Our kids help us slow down (even as they grow so fast… Sydney is 8, Eliza is almost 6, and Genevieve is 2)
Throughout church history, Christians around the world have created spiritual practices to slow down, listen and attend to what God is doing in their lives. Practices like Bible reading daily, Prayer, Contemplation, Examen, Journaling, Rest, Sabbath, Silence, Slowing, Solitude… each of these can help us downshift and connect with God.

You want something practical? The next time you get together with a group of friends, ask them to bring an object to describe the state of their soul. Then when you meet, each person takes 2-3 minutes to describe the state of their soul using the object as a physical reminder – it might be a container for tea that’s crammed a little too full of tea bags to show how crammed your life is.
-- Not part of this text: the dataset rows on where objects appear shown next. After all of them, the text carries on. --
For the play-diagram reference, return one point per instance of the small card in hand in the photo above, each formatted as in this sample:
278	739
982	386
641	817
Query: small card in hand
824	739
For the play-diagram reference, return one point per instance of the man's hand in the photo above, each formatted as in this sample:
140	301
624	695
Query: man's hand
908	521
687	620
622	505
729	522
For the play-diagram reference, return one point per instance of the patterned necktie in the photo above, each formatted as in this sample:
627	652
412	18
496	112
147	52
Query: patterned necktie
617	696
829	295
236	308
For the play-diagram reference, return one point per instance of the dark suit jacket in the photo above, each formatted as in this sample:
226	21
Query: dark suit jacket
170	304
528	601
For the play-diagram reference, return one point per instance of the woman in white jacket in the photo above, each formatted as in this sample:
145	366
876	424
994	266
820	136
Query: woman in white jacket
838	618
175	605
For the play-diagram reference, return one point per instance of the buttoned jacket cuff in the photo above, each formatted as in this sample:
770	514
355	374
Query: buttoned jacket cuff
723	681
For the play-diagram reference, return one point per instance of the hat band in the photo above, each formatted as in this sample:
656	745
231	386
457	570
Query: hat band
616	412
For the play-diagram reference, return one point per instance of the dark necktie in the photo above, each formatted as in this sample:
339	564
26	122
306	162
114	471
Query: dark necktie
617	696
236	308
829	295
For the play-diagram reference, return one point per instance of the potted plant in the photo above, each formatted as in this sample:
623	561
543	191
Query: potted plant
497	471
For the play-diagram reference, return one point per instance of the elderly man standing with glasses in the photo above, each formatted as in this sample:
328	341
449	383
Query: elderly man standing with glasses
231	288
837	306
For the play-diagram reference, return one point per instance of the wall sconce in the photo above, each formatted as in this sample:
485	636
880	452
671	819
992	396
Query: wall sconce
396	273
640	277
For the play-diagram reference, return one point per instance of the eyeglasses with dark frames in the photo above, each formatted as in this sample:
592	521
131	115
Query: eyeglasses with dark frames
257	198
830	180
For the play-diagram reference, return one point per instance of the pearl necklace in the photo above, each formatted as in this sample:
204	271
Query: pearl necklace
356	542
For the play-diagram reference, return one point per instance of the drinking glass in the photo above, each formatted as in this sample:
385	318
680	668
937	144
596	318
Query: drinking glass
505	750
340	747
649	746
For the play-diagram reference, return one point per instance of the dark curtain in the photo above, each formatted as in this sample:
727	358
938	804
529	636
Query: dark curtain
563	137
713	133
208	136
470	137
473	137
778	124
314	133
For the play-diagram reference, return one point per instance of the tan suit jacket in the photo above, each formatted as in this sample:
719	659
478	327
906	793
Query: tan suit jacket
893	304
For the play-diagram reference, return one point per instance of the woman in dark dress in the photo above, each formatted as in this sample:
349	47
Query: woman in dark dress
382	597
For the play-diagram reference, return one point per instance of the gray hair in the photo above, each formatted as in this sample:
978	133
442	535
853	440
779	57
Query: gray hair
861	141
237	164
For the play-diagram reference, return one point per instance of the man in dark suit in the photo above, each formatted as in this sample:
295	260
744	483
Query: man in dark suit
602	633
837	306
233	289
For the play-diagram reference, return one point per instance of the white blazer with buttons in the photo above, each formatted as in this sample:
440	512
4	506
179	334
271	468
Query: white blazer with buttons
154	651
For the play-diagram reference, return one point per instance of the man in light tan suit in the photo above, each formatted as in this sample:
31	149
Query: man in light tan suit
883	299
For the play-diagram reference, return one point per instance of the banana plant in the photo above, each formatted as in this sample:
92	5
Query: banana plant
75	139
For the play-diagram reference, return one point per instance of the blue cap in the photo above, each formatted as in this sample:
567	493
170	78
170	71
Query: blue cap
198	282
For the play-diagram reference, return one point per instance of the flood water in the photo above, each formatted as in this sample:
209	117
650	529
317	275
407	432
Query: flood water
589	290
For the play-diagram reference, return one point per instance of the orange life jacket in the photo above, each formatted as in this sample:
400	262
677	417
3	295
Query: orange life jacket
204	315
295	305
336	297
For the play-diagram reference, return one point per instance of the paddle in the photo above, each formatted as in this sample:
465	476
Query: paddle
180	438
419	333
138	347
It might be an interesting stick that reminds you of the journey Jesus has you on. It might be a tape measure to show that you keep measuring yourself against others and wish you wouldn’t. Anyway… each person shares for 2-3 minutes and everyone else just listens. Then you repeat back a significant phrase you heard (not sharing “when you said this, it made me think of…” but just sharing verbatim what they said). And then you pray for each other.

This isn’t complicated, right?  You’ve just shared for a couple minutes and then listened to your friends.

But we have found that simple, slow activities like this are quite profound, because we don’t often slow down to really listen to each other.

Here’s the group of new team Leaders Malisa coached this summer and some of the “state of soul” objects they brought with them.

Malisa and I have been working to cultivate our relationship with God. It includes normal things – bible study, prayer, church, small groups. It has also included a series of amazing retreats (Emmaus) and continues with meeting a prayer partner and a spiritual director on a regular basis.

And we want to continue to expose our students to these practices.

Here’s a couple books you might want to add to your amazon list:

Spiritual Disciplines Handbook by Adele Calhoun – it makes things really short.
Emotionally Healthy Spirituality by Peter Scazzero. Helpful spiritual practices and family background stuff
Would you pray for us and with us?

Loving our adventurous Lord,

Pray for us:

  • That we would continue to connect into the deep well of Jesus’ Spirit.
  • Pray for the next two weeks as we slow down for some great rest and reflection as a family after a full summer before we head into preparing for students to arrive in Boston.

Pray for our students:

  • That those who know Jesus would slow down over the next few weeks before the fullness of Fall begins.
  • Pray for those who don’t know Jesus, that they may pause to “ponder” who God is.